New Law and National Security Report – No More Secrets: National Security Strategies for a Transparent World

WASHINGTON, D.C., Feb. 3, 2011—Recent events highlight the difficulty of keeping secrets in today’s increasingly transparent world.  A new report released by the _’s Standing Committee on Law and National Security summarizes workshop discussions led by national security experts identifying national security strategies for addressing this challenge.  The group examined the implications of a world without secrets and what today’s secrets involve.

The team that convened included government, private sector, non-profit and academic national security experts. Although members of the working group did not all agree in every aspect of the discussion, there was general consensus that the government and private sector “confront an enormous challenge in trying to learn how to prevail in an increasingly transparent world.”

The report recommends that the government operate with fewer secrets to gain a significant advantage over those who “continue to cling to traditional notions of indefinite information monopoly.”

To schedule an interview, or for more information, please contact ABA Standing Committee staff director Holly McMahon at 202/662-1035 or .

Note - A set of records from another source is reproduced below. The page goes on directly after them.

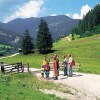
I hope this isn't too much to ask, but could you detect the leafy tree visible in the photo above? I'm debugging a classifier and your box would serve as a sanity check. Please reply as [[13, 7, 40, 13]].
[[36, 18, 52, 53], [72, 4, 100, 38], [22, 30, 34, 54]]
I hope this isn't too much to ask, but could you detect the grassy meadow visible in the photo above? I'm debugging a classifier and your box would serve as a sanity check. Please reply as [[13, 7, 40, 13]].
[[0, 73, 65, 100], [0, 34, 100, 74]]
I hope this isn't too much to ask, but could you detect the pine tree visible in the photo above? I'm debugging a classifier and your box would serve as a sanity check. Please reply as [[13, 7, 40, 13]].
[[22, 30, 34, 54], [36, 18, 52, 53]]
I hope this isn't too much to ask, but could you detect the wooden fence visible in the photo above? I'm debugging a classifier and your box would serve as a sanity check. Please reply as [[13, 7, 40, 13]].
[[0, 62, 29, 74]]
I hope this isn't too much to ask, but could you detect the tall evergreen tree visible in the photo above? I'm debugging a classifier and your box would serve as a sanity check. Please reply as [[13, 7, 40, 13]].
[[22, 30, 34, 54], [36, 18, 52, 53], [71, 4, 100, 37]]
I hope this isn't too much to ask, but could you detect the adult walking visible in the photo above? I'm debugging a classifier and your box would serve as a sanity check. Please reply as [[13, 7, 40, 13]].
[[62, 56, 68, 76], [53, 56, 58, 80], [54, 54, 59, 76], [68, 54, 73, 77]]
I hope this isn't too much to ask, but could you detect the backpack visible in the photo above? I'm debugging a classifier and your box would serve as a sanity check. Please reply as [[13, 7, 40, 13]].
[[71, 60, 75, 66]]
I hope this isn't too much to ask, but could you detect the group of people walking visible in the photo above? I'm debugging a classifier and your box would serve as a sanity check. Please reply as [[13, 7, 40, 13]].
[[41, 54, 74, 80]]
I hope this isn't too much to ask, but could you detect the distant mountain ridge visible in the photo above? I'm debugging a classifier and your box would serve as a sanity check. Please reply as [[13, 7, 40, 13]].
[[0, 15, 79, 47]]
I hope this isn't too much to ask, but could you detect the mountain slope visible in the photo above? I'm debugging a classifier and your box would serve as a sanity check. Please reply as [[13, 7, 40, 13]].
[[5, 15, 79, 39], [0, 23, 21, 47], [0, 34, 100, 74]]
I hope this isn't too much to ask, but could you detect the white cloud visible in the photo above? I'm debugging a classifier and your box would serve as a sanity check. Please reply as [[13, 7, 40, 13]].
[[73, 13, 80, 19], [50, 14, 57, 16], [72, 4, 91, 19], [4, 0, 44, 23], [66, 13, 71, 17]]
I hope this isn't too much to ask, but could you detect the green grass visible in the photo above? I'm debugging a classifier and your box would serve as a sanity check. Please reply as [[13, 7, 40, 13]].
[[0, 73, 61, 100], [0, 34, 100, 74]]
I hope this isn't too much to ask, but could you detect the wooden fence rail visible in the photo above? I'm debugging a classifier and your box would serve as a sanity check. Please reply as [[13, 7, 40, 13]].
[[0, 62, 29, 73]]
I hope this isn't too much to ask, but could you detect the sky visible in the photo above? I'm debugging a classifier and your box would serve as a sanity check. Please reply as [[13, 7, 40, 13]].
[[0, 0, 100, 23]]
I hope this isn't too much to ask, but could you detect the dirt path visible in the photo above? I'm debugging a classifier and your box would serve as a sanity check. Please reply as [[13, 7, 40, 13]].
[[0, 53, 19, 59], [30, 68, 100, 100], [66, 36, 71, 41]]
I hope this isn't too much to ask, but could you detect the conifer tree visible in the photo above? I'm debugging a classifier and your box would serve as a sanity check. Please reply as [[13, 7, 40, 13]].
[[22, 30, 34, 54], [36, 18, 52, 53]]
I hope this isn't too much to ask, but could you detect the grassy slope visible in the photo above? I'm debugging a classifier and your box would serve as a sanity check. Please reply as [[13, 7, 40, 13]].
[[0, 34, 100, 74], [0, 73, 61, 100]]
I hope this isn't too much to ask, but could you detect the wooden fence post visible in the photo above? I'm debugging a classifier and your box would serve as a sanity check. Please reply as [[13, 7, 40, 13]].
[[0, 62, 5, 73], [27, 63, 29, 73]]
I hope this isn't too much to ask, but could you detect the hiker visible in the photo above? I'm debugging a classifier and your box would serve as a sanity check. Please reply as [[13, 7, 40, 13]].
[[44, 62, 50, 79], [41, 56, 47, 78], [54, 54, 59, 76], [41, 65, 44, 78], [62, 56, 68, 76], [53, 56, 58, 80], [68, 54, 73, 77], [42, 56, 47, 66]]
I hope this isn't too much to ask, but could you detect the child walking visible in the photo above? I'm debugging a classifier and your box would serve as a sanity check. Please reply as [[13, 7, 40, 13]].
[[44, 62, 50, 79]]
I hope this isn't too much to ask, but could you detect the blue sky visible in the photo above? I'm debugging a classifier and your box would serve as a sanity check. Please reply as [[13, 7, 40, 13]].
[[0, 0, 100, 22]]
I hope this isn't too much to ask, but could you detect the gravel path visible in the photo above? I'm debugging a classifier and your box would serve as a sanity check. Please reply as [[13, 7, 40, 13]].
[[66, 36, 71, 41], [0, 53, 19, 59], [30, 68, 100, 100]]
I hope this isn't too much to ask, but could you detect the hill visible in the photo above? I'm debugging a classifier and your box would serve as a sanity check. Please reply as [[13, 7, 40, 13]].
[[0, 15, 79, 40], [72, 3, 100, 39], [0, 23, 21, 47], [0, 34, 100, 74]]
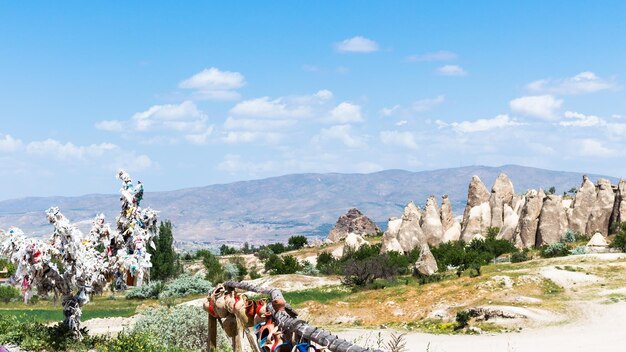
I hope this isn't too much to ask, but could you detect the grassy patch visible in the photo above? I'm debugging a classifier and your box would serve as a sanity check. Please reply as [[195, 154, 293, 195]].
[[283, 288, 352, 306]]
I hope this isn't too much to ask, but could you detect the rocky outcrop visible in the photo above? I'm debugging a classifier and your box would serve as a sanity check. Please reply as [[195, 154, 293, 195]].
[[328, 208, 380, 242], [535, 194, 567, 246], [489, 174, 515, 228], [461, 202, 491, 242], [414, 243, 437, 276], [462, 175, 491, 233], [442, 221, 461, 243], [381, 202, 426, 253], [343, 232, 369, 253], [440, 194, 454, 232], [585, 178, 615, 236], [615, 180, 626, 224], [381, 217, 404, 253], [567, 175, 596, 233], [420, 196, 444, 246], [515, 189, 545, 248], [498, 204, 521, 241]]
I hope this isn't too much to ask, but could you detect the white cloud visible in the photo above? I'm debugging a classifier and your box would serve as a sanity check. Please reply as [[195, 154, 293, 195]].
[[222, 131, 283, 144], [0, 134, 22, 153], [559, 111, 606, 127], [509, 95, 563, 120], [437, 65, 467, 76], [335, 36, 378, 53], [327, 101, 363, 124], [224, 117, 297, 131], [230, 97, 311, 118], [26, 139, 119, 160], [406, 50, 457, 62], [435, 114, 523, 133], [217, 154, 276, 174], [380, 105, 400, 116], [185, 125, 213, 145], [527, 71, 617, 94], [380, 131, 419, 150], [131, 100, 207, 132], [96, 120, 124, 132], [178, 67, 246, 90], [313, 125, 365, 148], [178, 67, 246, 100], [413, 95, 446, 112], [314, 89, 333, 100], [580, 138, 616, 158]]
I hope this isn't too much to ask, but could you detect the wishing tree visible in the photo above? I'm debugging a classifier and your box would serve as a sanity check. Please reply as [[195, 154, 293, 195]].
[[0, 171, 157, 338]]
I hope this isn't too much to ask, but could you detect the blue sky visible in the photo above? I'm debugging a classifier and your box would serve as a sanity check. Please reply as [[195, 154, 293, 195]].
[[0, 1, 626, 199]]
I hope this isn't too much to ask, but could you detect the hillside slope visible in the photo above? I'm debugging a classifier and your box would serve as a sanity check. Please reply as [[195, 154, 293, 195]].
[[0, 165, 617, 243]]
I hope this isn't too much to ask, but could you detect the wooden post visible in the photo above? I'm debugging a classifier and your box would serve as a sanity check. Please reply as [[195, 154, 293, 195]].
[[207, 314, 217, 352]]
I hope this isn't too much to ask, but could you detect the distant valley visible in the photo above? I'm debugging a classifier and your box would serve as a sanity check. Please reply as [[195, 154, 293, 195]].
[[0, 165, 618, 244]]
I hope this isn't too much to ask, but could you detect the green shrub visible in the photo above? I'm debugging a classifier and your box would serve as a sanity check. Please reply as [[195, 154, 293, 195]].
[[126, 280, 165, 299], [287, 235, 309, 250], [0, 285, 20, 304], [132, 305, 227, 350], [159, 273, 213, 297], [609, 221, 626, 252], [454, 310, 472, 330], [541, 242, 570, 258], [511, 250, 528, 263]]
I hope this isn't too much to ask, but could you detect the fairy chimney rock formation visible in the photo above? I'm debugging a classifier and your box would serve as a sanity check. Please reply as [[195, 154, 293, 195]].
[[535, 194, 567, 246], [463, 175, 491, 229], [515, 189, 545, 248], [567, 175, 597, 233], [440, 194, 454, 232], [585, 178, 615, 236], [498, 204, 521, 241], [415, 243, 437, 276], [328, 208, 380, 242], [421, 196, 444, 246], [489, 173, 515, 228]]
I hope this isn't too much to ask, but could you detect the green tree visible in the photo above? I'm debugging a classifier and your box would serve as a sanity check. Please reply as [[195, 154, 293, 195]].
[[202, 251, 225, 284], [287, 235, 309, 250], [148, 221, 180, 280]]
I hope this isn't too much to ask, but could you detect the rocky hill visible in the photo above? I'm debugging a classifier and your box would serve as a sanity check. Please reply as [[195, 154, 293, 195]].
[[0, 165, 618, 243]]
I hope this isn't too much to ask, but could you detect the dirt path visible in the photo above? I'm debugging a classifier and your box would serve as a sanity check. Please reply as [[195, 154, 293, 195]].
[[338, 302, 626, 352]]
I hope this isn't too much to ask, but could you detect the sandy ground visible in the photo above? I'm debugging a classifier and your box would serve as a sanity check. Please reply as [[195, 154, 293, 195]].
[[338, 302, 626, 352]]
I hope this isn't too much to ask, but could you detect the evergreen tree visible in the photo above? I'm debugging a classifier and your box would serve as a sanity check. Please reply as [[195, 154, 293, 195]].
[[148, 221, 180, 280]]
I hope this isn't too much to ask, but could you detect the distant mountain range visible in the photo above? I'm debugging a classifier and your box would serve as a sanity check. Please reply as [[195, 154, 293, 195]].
[[0, 165, 618, 244]]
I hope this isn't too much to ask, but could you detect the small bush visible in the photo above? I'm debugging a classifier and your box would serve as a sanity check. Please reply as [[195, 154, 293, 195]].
[[131, 306, 227, 351], [511, 250, 528, 263], [454, 310, 472, 330], [160, 273, 213, 297], [126, 280, 165, 299], [0, 285, 20, 304], [541, 242, 570, 258]]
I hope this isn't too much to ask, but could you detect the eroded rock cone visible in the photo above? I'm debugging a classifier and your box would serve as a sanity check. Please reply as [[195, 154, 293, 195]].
[[463, 175, 491, 232], [535, 194, 567, 246], [415, 243, 437, 276], [567, 175, 596, 233], [380, 217, 404, 254], [489, 173, 515, 228], [421, 196, 444, 246], [440, 194, 454, 232], [328, 208, 380, 242], [398, 202, 426, 253], [515, 189, 545, 248], [585, 178, 615, 236], [498, 204, 519, 241]]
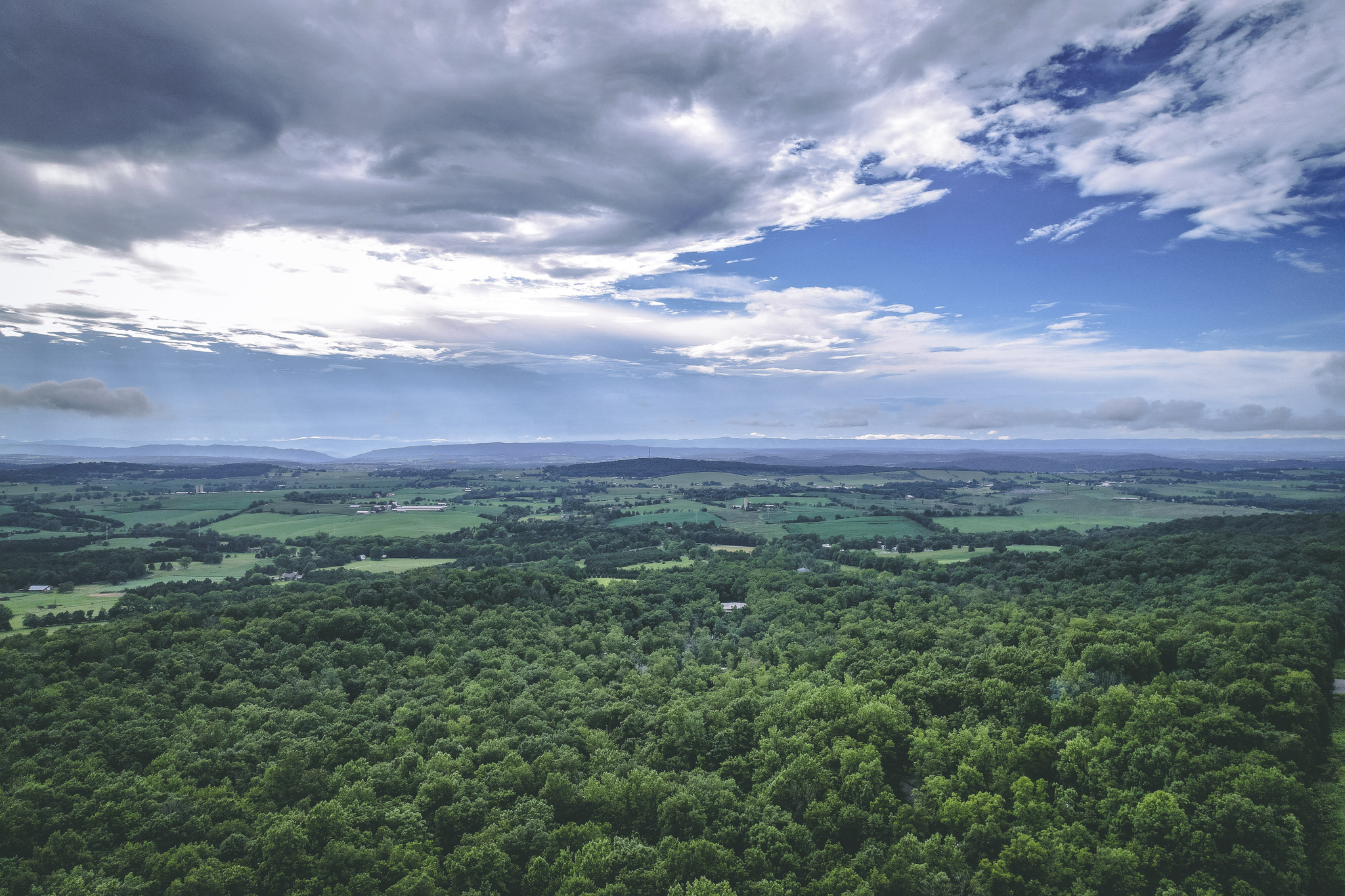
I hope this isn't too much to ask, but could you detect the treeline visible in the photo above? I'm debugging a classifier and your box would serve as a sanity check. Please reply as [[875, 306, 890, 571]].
[[0, 516, 1345, 896]]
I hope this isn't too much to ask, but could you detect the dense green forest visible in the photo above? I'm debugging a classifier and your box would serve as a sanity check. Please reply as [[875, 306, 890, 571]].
[[0, 515, 1345, 896]]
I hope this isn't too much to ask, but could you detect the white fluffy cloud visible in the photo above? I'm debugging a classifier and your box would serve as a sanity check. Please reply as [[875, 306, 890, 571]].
[[0, 0, 1345, 435]]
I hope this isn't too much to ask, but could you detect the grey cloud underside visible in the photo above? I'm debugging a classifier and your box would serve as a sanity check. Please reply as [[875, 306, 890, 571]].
[[927, 398, 1345, 433], [0, 0, 1330, 251], [0, 377, 155, 416]]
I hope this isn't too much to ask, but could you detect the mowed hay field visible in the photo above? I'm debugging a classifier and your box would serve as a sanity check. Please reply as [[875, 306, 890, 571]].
[[782, 516, 944, 540], [217, 511, 485, 542], [608, 508, 724, 528], [936, 486, 1269, 532]]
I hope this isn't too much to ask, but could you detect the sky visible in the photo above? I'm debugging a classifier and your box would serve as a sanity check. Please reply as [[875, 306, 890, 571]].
[[0, 0, 1345, 446]]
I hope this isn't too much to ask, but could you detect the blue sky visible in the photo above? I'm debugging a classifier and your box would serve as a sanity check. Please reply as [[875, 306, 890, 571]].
[[0, 0, 1345, 442]]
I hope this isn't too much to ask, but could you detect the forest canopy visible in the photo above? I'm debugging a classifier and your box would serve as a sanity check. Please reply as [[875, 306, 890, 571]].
[[0, 515, 1345, 896]]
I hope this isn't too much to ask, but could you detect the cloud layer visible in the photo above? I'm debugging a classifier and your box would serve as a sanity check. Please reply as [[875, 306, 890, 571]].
[[0, 0, 1345, 433], [928, 398, 1345, 433], [0, 377, 155, 416], [0, 0, 1345, 259]]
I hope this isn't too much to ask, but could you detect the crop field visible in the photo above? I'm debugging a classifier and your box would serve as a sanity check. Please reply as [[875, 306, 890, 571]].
[[609, 508, 724, 528], [782, 516, 929, 540], [209, 511, 483, 542]]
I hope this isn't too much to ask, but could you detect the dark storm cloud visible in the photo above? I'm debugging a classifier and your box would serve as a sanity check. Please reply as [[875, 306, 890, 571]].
[[0, 377, 155, 416], [1313, 354, 1345, 402], [927, 396, 1345, 433], [0, 0, 284, 150], [0, 0, 1338, 255]]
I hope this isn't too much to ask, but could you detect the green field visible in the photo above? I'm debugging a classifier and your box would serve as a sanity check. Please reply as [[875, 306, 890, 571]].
[[209, 511, 484, 542], [935, 486, 1268, 532], [611, 505, 724, 528], [782, 516, 942, 542]]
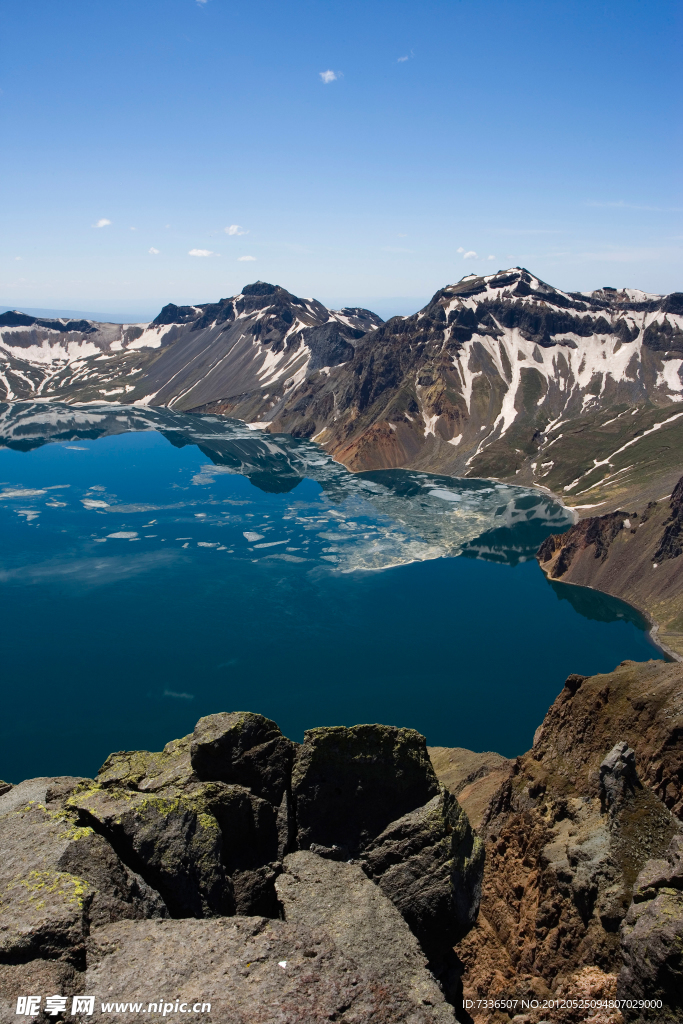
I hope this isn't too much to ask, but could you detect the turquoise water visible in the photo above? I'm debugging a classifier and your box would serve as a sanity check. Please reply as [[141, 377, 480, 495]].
[[0, 403, 658, 781]]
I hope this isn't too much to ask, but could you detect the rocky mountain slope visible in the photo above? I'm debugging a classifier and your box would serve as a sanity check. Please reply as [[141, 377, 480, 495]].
[[0, 267, 683, 511], [0, 713, 483, 1024], [439, 662, 683, 1024], [537, 477, 683, 658]]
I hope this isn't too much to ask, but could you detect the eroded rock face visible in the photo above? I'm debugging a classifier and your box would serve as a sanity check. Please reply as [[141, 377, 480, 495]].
[[360, 788, 483, 951], [617, 834, 683, 1024], [457, 662, 683, 1024], [190, 712, 296, 805], [292, 725, 438, 859], [0, 713, 482, 1024]]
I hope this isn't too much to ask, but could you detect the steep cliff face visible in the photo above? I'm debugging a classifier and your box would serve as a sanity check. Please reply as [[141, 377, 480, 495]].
[[538, 477, 683, 656], [446, 662, 683, 1024], [0, 267, 683, 510]]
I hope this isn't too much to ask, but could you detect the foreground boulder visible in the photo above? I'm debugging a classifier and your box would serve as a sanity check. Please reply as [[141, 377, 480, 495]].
[[0, 713, 483, 1024], [0, 778, 168, 967], [84, 853, 456, 1024], [448, 662, 683, 1024], [617, 834, 683, 1022]]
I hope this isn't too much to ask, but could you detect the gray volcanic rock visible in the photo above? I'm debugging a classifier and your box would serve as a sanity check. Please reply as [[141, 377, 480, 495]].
[[78, 853, 456, 1024], [0, 779, 167, 964], [292, 725, 438, 859], [0, 713, 483, 1024], [190, 712, 295, 806], [70, 770, 278, 918], [5, 267, 683, 520], [600, 739, 640, 816], [617, 834, 683, 1024]]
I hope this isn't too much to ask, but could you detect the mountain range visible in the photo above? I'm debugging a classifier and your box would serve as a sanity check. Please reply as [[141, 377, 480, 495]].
[[0, 267, 683, 512]]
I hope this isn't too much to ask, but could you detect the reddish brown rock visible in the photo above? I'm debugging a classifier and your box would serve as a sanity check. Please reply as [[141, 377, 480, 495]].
[[457, 662, 683, 1024]]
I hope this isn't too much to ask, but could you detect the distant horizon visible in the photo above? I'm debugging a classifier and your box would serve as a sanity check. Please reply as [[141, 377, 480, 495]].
[[0, 267, 669, 324]]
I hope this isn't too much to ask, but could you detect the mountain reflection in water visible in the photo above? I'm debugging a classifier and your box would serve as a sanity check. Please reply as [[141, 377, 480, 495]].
[[0, 403, 572, 571]]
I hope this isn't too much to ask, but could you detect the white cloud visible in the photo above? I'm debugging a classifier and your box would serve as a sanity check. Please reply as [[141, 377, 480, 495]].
[[586, 200, 683, 213]]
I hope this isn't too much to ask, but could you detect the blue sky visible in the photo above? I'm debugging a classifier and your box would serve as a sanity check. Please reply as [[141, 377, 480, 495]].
[[0, 0, 683, 315]]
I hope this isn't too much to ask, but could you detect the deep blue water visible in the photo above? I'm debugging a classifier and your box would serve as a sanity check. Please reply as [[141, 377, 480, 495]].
[[0, 404, 659, 781]]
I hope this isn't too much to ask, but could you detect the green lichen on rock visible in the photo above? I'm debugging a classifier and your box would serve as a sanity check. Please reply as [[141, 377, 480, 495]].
[[292, 725, 439, 856], [5, 869, 92, 912], [190, 711, 295, 806]]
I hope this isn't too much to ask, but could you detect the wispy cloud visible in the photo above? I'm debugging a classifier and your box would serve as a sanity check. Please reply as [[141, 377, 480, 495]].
[[585, 200, 683, 213]]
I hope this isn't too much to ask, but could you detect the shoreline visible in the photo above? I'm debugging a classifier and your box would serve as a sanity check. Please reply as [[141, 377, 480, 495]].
[[536, 557, 683, 664]]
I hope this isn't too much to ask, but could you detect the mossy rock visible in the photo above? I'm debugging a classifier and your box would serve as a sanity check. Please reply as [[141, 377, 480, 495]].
[[292, 725, 439, 857]]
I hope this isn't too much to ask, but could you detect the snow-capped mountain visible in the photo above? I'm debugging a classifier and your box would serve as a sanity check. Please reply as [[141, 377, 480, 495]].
[[0, 282, 382, 411], [0, 267, 683, 507]]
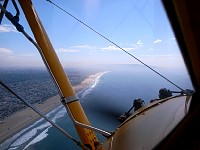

To access the report, go to www.abanet.org/natsecurity or www.nationalstrategy.com

(Note:  The ABA website will be down Feb. 4-6 for upgrades and back up on Feb. 7.)

With nearly 400,000 members, the _ is the largest voluntary professional membership organization in the world.  As the national voice of the legal profession, the ABA works to improve the administration of justice, promotes programs that assist lawyers and judges in their work, accredits law schools, provides continuing legal education, and works to build public understanding around the world of the importance of the rule of law.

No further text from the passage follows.